The success of Blalock–Taussig procedure spawned a number of other systemic shunts. In 1946, Potts described an aortopulmonary shunt,16 performed by creating an anastomosis between the descending aorta and the left PA through a left thoracotomy in patients with a right-sided aortic arch. To facilitate this procedure, a special partial occluding clamp was devised to minimize the risk of paraplegia. The Potts shunt was used throughout the 1940s and 1950s in patients thought to be too small for a classic Blalock–Taussig shunt. The Potts shunt was associated with several serious complications, including PA aneurysms and sizing difficulties, which often led to persistent cyanosis or chronic pulmonary hypertensive changes. In time, the Potts shunt was abandoned owing to its unnecessary difficulty and the risk associated with shunt takedown. Simple ligation of the shunt often leads to uncontrollable hemorrhage, requiring peripheral bypass and circulatory arrest to achieve control and repair.

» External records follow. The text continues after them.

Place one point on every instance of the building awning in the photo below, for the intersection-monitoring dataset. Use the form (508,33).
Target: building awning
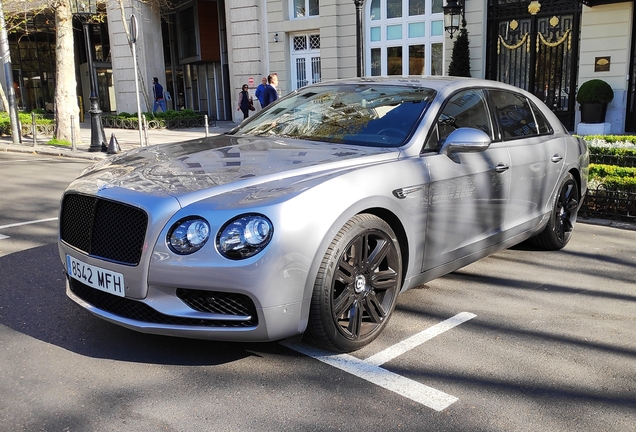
(592,3)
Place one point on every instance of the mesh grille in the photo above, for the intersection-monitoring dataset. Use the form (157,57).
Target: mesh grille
(217,302)
(138,311)
(103,228)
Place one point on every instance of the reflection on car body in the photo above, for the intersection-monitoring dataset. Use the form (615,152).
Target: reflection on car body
(313,215)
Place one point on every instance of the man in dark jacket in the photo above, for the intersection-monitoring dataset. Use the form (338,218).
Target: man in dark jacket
(157,91)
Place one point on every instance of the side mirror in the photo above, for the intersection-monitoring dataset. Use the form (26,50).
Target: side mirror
(465,140)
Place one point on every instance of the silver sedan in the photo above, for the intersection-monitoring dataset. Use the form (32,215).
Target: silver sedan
(312,216)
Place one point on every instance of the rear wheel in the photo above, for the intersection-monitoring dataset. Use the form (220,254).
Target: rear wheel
(357,285)
(558,231)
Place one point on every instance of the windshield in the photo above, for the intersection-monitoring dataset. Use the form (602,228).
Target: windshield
(366,114)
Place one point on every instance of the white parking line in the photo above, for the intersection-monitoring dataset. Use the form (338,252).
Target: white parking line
(406,387)
(418,339)
(23,223)
(371,371)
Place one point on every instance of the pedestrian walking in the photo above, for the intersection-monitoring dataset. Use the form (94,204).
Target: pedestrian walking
(157,91)
(271,92)
(245,102)
(260,91)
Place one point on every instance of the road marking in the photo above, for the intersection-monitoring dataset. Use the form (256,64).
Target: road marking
(23,223)
(418,339)
(406,387)
(371,371)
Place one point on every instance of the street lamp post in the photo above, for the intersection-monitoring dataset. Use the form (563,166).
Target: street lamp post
(360,61)
(453,16)
(84,10)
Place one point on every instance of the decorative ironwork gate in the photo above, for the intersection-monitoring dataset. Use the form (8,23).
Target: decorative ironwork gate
(535,47)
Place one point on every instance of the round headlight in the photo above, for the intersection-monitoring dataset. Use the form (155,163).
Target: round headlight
(188,235)
(244,236)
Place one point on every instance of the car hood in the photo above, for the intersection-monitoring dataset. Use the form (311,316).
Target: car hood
(223,163)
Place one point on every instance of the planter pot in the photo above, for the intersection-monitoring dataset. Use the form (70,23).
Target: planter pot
(593,112)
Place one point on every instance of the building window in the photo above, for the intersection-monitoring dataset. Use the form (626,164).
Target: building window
(405,37)
(305,60)
(305,8)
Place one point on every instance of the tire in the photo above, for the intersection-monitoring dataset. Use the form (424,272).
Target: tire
(357,285)
(558,231)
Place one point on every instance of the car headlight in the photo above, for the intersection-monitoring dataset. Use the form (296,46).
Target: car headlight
(188,235)
(244,236)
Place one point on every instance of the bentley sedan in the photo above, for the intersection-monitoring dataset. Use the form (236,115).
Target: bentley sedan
(312,216)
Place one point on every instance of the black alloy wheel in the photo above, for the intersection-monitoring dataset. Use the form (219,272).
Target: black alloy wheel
(559,229)
(357,285)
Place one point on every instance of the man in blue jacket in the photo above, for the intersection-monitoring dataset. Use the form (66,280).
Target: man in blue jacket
(271,93)
(260,90)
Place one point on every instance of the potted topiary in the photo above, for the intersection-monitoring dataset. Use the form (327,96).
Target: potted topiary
(593,97)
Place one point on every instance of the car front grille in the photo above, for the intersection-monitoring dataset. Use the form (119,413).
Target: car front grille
(127,308)
(103,228)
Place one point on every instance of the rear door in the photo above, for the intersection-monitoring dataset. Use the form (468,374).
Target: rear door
(536,157)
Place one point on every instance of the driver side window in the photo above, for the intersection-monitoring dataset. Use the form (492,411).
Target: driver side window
(463,109)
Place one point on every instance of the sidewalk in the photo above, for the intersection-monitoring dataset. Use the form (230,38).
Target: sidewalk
(128,139)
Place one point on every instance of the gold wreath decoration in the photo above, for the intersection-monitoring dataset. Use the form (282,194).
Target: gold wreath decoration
(567,35)
(523,40)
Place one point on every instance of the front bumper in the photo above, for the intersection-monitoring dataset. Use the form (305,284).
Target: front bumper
(245,323)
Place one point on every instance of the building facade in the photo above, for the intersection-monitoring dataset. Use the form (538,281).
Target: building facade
(203,51)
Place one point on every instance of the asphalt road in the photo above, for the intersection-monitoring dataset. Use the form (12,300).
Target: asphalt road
(523,340)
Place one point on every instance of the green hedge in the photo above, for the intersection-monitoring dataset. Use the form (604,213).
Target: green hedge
(25,120)
(613,177)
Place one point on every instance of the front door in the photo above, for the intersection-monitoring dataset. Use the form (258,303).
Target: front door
(534,46)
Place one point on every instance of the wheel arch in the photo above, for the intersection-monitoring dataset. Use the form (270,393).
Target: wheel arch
(398,228)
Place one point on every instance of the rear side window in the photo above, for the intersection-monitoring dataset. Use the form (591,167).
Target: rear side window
(515,115)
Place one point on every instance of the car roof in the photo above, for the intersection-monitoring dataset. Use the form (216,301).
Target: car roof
(434,82)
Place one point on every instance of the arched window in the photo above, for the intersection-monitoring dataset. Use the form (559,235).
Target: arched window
(404,37)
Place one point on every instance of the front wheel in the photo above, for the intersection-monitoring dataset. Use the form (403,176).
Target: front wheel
(558,231)
(357,285)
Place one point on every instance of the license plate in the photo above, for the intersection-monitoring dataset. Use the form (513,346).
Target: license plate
(95,277)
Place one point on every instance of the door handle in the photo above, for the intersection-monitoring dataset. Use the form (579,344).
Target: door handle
(501,167)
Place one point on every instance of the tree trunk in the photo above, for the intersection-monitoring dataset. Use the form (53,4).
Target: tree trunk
(66,105)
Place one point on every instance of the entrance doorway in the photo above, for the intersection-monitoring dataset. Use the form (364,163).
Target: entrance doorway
(535,47)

In 1955 Davidson and colleagues first described a shunt between the ascending aorta and the PA. In 1962, Waterston reported a similar intrapericardial anastomosis between the posterior ascending aorta and the right PA (Fig. 62-3).17 The procedure was performed through a right thoracotomy; the right PA and ascending aorta are both partially occluded with the same clamp. After making two opposing arteriotomies, the PA and ascending aorta were sewn side to side. This shunt was very effective in infants but was prone to PA kinking, with resultant unequal pulmonary blood flow and subsequent hypoplasia of the underperfused PA. The Waterston shunt is taken down intrapericardially at the time of definitive repair, the aorta is primarily closed, and the PA is patched.
Figure 62-3
Waterston shunt. Side-to-side anastomosis between the ascending aorta and right branch pulmonary artery. Ao, ascending aorta; RA, right atrium; RPA, right pulmonary artery; SVC, superior vena cava. (From Kaiser LR, Kron IL, Spray TL (eds). Mastery of Cardiothoracic Surgery. Philadelphia: Lippincott-Raven, 2007. With permission.)